I bite the inside of my cheek to keep from crying out. Blood coats my tongue and grounds me to the present. Chains me here, really. I focus on the copper taste. Not my welling panic, which will overtake me at any moment. Not the bone-chilling cold now prickling at my skin.
Not the way my clothes are roughly stripped off my body.
I kick out. My bare foot connects with something soft, and a wheezing grunt reaches my ears.
Suddenly, the hood is whipped off my head, and the huge guy in the new clown mask looms in front of me.
Bear.
It’s Bear. Whatever his fucking real name is—it flees my mind as pure terror takes over. I try to gain purchase on the floor, to back away from him, but my now-bare feet get no traction on the wet concrete.
He undoes his belt, his gloved fingers slipping it out of the loops too easily. It comes free with a snap, and I flinch. His eyes aren’t blocked by this mask. He’s so close that I catch his pupils dilating at my reaction.
Goosebumps rise on my skin. The horror of knowing what’s coming curls in the pit of my stomach. He steps up closer, until the mask is almost touching my face.
He laughs.
With quick movements, he wraps the belt around my neck. He pulls it tight enough to cut off most of my air. I open and close my mouth, only able to draw in a whistling trickle of oxygen. He moves behind me, finicking with something. The belt gets tighter. My eyes bug out, and I thrash without warning.
It loosens a fraction.
When he comes back around, it dawns on me that he secured it at that tightness somehow.
He reaches around and flips the tail of the belt over my shoulder. “Like a little leash,” he sneers. “What do you think?”
I open my mouth, but nothing comes out. The leather pushes at my throat, containing everything.
“It’s a good look on her,” another man says from behind me. “Did she think you were talking to her?”
Bear laughs. “She’ll learn. Pets don’t talk back.”
If only looks could kill—he’d drop dead in an instant.
I choke on my own retort and struggle to bring myself back under control. Bear watches me behind the mask that will undoubtedly feature in new nightmares.
“She still has some spark in her,” the man comments.
He moves into my line of vision. He, unlike Bear, isn’t wearing a mask. He resembles him, though.
Brother .
Older. He’s got a full beard, dark eyes, a cap obscuring the hair. He’s not as tall as Bear—he’s the one I confused for Penn. Or Oliver. Although watching him now, I have no idea how I could’ve made that mistake.
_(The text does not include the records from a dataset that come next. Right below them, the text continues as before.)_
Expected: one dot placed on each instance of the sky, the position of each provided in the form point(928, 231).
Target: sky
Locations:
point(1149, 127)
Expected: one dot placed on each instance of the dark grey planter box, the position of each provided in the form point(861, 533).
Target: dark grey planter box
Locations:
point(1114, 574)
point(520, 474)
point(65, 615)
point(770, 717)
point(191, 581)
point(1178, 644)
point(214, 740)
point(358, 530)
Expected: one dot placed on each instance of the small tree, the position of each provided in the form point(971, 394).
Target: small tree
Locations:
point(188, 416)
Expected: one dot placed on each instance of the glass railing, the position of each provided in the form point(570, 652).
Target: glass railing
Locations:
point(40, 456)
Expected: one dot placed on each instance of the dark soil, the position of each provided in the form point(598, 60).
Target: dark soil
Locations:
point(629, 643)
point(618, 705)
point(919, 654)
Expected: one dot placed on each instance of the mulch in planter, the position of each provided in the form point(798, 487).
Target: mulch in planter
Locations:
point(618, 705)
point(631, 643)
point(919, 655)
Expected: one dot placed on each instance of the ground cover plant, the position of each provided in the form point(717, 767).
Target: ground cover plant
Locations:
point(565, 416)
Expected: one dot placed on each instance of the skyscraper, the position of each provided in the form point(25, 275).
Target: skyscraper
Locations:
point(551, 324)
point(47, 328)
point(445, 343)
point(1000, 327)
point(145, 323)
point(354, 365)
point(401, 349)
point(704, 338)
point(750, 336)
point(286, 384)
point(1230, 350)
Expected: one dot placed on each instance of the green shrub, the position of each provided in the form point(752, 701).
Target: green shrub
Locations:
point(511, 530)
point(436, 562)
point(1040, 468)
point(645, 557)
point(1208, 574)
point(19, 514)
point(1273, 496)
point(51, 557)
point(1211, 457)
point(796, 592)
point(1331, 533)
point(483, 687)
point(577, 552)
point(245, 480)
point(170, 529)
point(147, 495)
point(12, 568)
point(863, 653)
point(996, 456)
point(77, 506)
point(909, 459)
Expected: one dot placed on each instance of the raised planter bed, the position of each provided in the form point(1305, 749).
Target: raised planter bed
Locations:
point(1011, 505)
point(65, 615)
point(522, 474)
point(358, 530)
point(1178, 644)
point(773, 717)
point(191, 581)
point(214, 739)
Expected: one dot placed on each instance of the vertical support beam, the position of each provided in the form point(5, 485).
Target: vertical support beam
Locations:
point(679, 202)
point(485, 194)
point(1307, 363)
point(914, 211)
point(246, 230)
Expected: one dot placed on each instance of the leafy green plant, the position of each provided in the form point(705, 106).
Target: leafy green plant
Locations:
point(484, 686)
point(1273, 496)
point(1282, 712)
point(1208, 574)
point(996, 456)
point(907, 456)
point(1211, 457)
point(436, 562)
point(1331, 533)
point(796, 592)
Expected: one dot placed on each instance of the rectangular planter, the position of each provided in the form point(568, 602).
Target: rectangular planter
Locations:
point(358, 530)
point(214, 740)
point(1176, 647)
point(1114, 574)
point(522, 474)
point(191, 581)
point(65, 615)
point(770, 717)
Where Penn and Oliver are lean, their muscles streamlined to be fast on the ice, Bear’s brother is bulky. His shoulders are wide, his biceps straining against his long-sleeve t-shirt. He picks up a small black box. Attached to the top of it is a clamp with red rubber handles.
There’s another one that isn’t attached to anything.
I can’t even fucking swallow. I stare at the brother. Bear moves out of the way, his arms crossing. The brother picks up the free clamp and reaches out.
In slow motion, he touches it to my stomach.
Instantly, agony arcs through me. I want to open my mouth and scream, but every muscle is rigid. My jaw clenches so hard, it’s a wonder my teeth don’t crack.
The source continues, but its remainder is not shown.